Ian, I don't think formal plans were drawn up, but the original system is so simple that you could build it yourself from the description. If you are not confident about building the J-tube core on your own, you could get Ernie & Erica's "Annex" or "Daybed" 6" plans which give brick by brick instructions.
http://www.scubbly.com/item/75761/
http://www.scubbly.com/item/76710/

It would probably weigh between 500 and 1000 pounds, depending on the final dimensions you make it and the type of fill you use. It would probably be alright if you put it near a wall rather than in the middle of a big floor span, and sitting across several floor joists, not just two or three.
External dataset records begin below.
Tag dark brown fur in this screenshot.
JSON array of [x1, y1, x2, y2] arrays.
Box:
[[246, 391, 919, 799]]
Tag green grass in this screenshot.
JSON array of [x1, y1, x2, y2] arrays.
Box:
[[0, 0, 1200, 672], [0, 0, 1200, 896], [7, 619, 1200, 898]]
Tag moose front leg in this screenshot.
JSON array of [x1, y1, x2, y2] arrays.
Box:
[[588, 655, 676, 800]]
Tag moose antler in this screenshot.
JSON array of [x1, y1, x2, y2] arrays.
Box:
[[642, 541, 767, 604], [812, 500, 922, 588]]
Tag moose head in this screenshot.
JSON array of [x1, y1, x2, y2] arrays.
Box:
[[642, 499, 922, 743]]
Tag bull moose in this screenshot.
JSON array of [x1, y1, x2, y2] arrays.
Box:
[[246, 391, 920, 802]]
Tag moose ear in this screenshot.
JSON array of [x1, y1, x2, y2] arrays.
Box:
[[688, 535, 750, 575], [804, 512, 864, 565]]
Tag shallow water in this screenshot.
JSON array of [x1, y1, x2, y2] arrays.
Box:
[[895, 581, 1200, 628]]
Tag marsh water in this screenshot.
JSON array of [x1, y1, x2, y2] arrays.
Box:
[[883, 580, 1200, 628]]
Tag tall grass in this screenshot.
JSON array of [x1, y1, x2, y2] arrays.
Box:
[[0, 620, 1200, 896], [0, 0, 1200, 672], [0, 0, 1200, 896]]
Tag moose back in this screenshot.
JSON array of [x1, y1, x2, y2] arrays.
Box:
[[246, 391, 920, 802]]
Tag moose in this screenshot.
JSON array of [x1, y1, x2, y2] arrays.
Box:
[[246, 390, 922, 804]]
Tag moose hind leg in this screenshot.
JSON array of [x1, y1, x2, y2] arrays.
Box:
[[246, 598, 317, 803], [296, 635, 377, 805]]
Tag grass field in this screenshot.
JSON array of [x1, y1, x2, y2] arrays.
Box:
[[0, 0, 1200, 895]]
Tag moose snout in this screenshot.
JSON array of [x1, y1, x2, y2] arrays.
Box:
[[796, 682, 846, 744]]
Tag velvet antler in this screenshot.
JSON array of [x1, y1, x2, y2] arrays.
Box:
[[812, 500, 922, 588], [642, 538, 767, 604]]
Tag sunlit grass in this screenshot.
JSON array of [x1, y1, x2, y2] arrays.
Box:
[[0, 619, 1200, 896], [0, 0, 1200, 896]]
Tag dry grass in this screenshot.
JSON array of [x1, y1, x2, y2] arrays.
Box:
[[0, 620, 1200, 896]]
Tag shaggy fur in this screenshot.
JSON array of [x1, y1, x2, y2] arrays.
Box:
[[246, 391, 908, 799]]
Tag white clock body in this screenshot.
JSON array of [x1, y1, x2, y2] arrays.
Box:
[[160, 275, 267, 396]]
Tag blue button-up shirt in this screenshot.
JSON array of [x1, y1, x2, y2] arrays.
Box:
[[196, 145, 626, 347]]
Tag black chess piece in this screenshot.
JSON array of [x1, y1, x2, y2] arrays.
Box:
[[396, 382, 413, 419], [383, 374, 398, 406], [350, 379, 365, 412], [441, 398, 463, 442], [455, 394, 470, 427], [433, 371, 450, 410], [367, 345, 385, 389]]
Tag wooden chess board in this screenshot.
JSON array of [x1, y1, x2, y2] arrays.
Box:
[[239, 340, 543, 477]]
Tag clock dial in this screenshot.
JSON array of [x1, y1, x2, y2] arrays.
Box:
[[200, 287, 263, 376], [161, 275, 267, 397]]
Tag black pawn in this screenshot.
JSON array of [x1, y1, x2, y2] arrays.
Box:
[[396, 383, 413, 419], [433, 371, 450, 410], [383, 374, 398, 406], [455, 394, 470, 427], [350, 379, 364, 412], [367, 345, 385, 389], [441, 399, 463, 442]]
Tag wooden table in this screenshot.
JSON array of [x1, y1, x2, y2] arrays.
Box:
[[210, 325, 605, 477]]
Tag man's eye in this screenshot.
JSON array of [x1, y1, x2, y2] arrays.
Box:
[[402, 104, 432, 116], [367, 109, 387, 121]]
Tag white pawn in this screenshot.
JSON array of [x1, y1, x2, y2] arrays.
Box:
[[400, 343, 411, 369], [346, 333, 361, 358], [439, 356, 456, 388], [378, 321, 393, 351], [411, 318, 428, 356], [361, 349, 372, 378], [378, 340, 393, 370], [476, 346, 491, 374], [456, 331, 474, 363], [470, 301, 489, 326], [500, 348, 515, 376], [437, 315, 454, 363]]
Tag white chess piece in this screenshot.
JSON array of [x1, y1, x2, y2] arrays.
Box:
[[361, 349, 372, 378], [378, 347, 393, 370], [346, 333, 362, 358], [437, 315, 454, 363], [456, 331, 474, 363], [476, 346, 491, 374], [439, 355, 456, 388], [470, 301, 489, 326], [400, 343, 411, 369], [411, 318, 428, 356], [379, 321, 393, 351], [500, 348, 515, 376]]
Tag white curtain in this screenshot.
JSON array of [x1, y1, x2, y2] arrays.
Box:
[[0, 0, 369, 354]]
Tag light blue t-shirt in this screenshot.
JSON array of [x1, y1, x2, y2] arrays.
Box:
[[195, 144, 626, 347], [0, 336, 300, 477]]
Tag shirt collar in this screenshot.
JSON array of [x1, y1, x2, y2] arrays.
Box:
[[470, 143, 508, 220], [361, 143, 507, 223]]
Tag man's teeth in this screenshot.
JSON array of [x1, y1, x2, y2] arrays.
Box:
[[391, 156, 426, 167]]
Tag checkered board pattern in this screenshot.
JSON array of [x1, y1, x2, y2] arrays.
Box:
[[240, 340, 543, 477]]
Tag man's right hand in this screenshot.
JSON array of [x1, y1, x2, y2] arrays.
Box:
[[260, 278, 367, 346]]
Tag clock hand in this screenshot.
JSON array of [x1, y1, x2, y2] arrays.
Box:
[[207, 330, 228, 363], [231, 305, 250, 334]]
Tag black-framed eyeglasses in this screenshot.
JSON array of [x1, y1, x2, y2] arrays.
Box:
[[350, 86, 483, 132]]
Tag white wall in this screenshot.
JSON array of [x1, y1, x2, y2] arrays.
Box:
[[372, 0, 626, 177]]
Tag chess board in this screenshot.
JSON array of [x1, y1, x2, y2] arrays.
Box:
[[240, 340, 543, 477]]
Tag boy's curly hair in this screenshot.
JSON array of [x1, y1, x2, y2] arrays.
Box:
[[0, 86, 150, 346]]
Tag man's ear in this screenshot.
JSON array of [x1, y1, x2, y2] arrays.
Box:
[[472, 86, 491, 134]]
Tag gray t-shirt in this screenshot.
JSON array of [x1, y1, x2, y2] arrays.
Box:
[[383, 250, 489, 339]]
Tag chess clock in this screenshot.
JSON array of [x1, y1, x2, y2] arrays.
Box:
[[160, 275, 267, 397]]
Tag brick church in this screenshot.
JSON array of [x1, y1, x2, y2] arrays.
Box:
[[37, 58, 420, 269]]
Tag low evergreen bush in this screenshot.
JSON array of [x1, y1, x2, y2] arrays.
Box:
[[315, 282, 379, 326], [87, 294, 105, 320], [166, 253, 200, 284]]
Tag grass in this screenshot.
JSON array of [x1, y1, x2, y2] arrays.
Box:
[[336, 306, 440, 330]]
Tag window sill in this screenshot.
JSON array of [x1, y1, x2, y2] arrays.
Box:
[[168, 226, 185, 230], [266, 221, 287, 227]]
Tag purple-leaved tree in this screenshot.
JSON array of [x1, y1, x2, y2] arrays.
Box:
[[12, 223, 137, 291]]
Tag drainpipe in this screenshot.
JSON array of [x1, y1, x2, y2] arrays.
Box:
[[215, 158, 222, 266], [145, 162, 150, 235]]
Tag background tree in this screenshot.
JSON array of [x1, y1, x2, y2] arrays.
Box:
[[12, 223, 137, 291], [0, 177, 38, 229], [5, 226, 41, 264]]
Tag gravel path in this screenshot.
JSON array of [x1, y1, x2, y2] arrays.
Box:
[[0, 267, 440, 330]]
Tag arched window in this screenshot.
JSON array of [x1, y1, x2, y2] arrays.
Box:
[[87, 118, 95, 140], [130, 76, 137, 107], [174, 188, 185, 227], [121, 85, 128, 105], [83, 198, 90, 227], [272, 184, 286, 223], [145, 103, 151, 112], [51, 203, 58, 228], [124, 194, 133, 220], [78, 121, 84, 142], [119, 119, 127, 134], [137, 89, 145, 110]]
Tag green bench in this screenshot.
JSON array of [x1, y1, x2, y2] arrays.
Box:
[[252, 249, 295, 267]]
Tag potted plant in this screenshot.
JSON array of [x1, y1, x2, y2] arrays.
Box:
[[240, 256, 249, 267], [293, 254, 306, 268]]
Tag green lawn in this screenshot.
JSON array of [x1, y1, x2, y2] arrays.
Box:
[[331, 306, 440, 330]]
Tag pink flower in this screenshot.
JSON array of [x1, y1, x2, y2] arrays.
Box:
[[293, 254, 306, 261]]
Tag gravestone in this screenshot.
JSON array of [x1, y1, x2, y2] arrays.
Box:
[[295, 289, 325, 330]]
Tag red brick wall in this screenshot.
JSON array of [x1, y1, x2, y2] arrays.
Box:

If the place you want to put it is weaker than that, you could add a cinder block pier in the crawlspace to help support it.

Your existing chimney would work as long as you inspect it and make sure it is clear and sound. The box could sit right next to the wall with a few inches of air circulation space, but the barrel would need the same clearances as a woodstove, generally 4' or so unless you have a heat shield on the wall.

You can use any size barrel that will fit around your insulated heat riser with 2" clear all around. 30 or 35 gallon barrels can sometimes be found - check craigslist if you don't know a source.

Perlite is a very common insulation material; it's a completely inert mineral which will not settle the way vermiculite can. You might find it at building supply or garden supply stores. Get the biggest bag you can (2 or 4 cubic feet) as it is expensive in smaller bags.